Agreement/Engagement: I often see people forcing their will upon dogs. In my opinion, it is good to consider if a canine is in agreement with one’s intentions. I understand there are times where it is non-negotiable and we must insist our dog have it our way. However, if at all possible, look for opportunities to interact when your dog is willing to participate. The body signs of agreement are similar to relaxation; the dog will demonstrate a loose relaxed tail and open mouth. In the example of petting a dog, it will lean into the handler. It will appear as though it, can’t get enough of the attention.
Do not force your pet into doing something it is not ready for or is uncomfortable with, although there will be plenty of times that dogs will have to just work through the stress. As long as their health and safety aren’t at risk, some pressure and stress are okay. An example of this would be teaching a dog to swim. Not all canines are like labs and love the water. As long as the teaching is fair and simple to complex, if the dog is not giving agreement signs, in order to progress, he will have to work through his mental stress. A great characteristic of dogs is that, generally speaking, they recover well; as long as we don’t make things a big deal, neither will they.
Agreement: This is more of a lack of agreement. Trying to climb up the owner’s leg is clearly saying, “I do not agree with this other dog’s intentions.” The dog on the left is lacking in social skills. The owner should not pick the dog up to comfort it, but she could continue to move along.
Avoidance: A dog in avoidance is trying to communicate they are uncomfortable with the current situation. Some dogs have far more tolerance of difficult situations than others. To train extreme avoidance out of a dog, it takes tough love and thinking of the bigger picture. A typical time that a canine demonstrates avoidance is when the fireworks go off. In order to help your pet grow, you cannot reinforce the avoidance, otherwise you are promoting it. Some of the ways a dog conveys its avoidance mind set are: looking away, hiding underneath furniture, ears pinned back, and a low tail/tucked tail.

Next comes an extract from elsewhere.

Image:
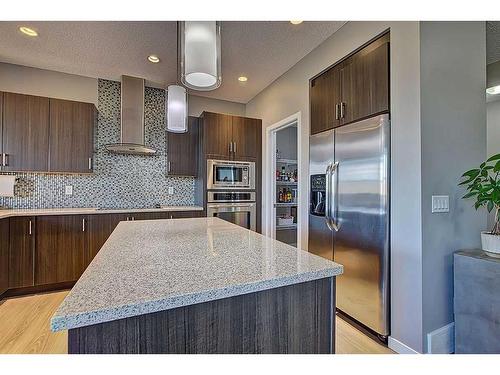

Avoidance: The small white dog is well aware of the Husky in its area. It may appear that the little guy is ignoring the Husky, however, ignoring is considered a polite and acceptable behavior, the small dog is in avoidance. He is sitting in an effort to deter the Husky from sniffing him.
These two reading body language examples are important to be able to identify because these guys are shy. The last thing we would want to do is pressure a fearful or timid dog to feeling even more tense. Remember that you don’t want to force your interaction unto timid dogs. Allow the dog the opportunity to sniff you. After all, that is how dogs shake hands. Additionally, try to not talk too much it will only overwhelm the dog. Reading dog body language is a great skill for you to have. You will be able to speak the canine language. As a reminder, dogs interact 80% non-verbal, therefore, most of their communication is done by offering various body language cues/signals.